The film includes interviews with many who participated in the making of Pet Sounds. Wilson sits at his piano, demonstrating and recollecting, recalling that he wanted to do something “better than surf and car songs.” Session drummer Hal Blaine, from the “Wrecking Crew” gang of crack LA session musicians, remembers, “the British Invasion scared them [The Beach Boys] to death.” Perhaps even without the competition from across the Atlantic, Wilson would have developed greater ambitions. Even before Revolver, there were indications of growing sophistication in his songwriting and arranging. He was already mastering the recording studio as an instrument.

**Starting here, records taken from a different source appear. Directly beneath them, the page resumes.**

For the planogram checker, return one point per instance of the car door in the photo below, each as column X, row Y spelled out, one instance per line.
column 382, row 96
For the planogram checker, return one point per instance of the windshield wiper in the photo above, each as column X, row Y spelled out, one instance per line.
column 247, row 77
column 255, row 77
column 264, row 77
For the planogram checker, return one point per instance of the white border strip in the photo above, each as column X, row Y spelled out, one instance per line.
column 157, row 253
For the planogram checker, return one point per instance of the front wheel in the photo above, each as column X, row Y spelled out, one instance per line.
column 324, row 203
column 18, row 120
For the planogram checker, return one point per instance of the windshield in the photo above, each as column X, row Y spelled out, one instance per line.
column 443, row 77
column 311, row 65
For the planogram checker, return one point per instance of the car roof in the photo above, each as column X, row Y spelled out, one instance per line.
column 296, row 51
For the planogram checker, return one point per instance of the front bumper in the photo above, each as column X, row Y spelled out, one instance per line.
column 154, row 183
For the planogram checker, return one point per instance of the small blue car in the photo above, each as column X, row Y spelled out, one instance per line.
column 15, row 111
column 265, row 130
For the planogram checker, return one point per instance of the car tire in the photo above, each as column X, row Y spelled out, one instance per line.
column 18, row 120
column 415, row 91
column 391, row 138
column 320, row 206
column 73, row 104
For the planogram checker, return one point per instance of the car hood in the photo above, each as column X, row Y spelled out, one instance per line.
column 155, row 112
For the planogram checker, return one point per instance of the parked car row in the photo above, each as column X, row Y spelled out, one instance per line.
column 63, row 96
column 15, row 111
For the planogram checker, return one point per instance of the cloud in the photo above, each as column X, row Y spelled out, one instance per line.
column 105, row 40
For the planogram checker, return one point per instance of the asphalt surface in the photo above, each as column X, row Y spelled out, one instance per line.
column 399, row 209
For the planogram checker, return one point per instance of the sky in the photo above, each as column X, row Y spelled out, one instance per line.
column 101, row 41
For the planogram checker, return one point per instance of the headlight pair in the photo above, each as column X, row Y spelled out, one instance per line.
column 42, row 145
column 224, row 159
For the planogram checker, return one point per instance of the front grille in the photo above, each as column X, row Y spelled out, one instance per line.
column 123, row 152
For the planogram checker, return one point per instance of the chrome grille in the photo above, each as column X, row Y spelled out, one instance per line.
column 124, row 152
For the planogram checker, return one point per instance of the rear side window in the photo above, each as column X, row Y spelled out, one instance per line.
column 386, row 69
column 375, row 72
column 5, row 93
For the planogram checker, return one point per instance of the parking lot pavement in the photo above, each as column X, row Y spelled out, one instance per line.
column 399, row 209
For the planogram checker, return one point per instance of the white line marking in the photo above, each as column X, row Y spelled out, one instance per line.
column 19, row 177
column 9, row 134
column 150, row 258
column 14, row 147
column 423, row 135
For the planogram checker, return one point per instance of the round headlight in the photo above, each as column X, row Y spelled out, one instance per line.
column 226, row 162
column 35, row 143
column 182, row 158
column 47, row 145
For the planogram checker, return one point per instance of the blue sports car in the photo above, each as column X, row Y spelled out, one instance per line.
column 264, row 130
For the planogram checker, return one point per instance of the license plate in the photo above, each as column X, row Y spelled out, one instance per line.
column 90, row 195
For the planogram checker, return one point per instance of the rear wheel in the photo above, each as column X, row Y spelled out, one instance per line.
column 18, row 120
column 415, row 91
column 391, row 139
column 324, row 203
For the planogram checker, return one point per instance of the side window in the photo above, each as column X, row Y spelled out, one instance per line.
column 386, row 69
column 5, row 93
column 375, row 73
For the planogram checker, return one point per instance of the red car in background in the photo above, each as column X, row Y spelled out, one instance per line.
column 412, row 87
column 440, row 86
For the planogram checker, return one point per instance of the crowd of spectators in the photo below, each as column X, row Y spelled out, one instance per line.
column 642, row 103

Phil Spector’s Wall of Sound was Wilson’s foundation, but The Beach Boys’ productions became subtler, more textured than Spector’s. Several of the documentary’s interviewees thought that Revolver opened a door for Wilson, encouraging tendencies toward introspection and melancholy. For Pet Sounds, he found an unlikely songwriting partner in lyricist Tony Asher, whose previous experience had been in jingle writing. Wilson ran into Asher in the hallway outside Capitol Records’ recording studios and sensed he would make a good partner. Asher proved to be a deceptively simple lyricist, infusing emotional profundity into lines that would be carried memorably by the voices of The Beach Boys in Wilson’s formidable arrangements.
Pet Sounds didn’t sell well upon release. Capitol more or less sabotaged the marketing, deeming the album uncommercial and encouraging a return to surfing and hot rodding. But despite the label’s hostility and the wariness of some of Wilson’s bandmates, Pet Sounds has endured as one of the greatest albums of the classic rock era.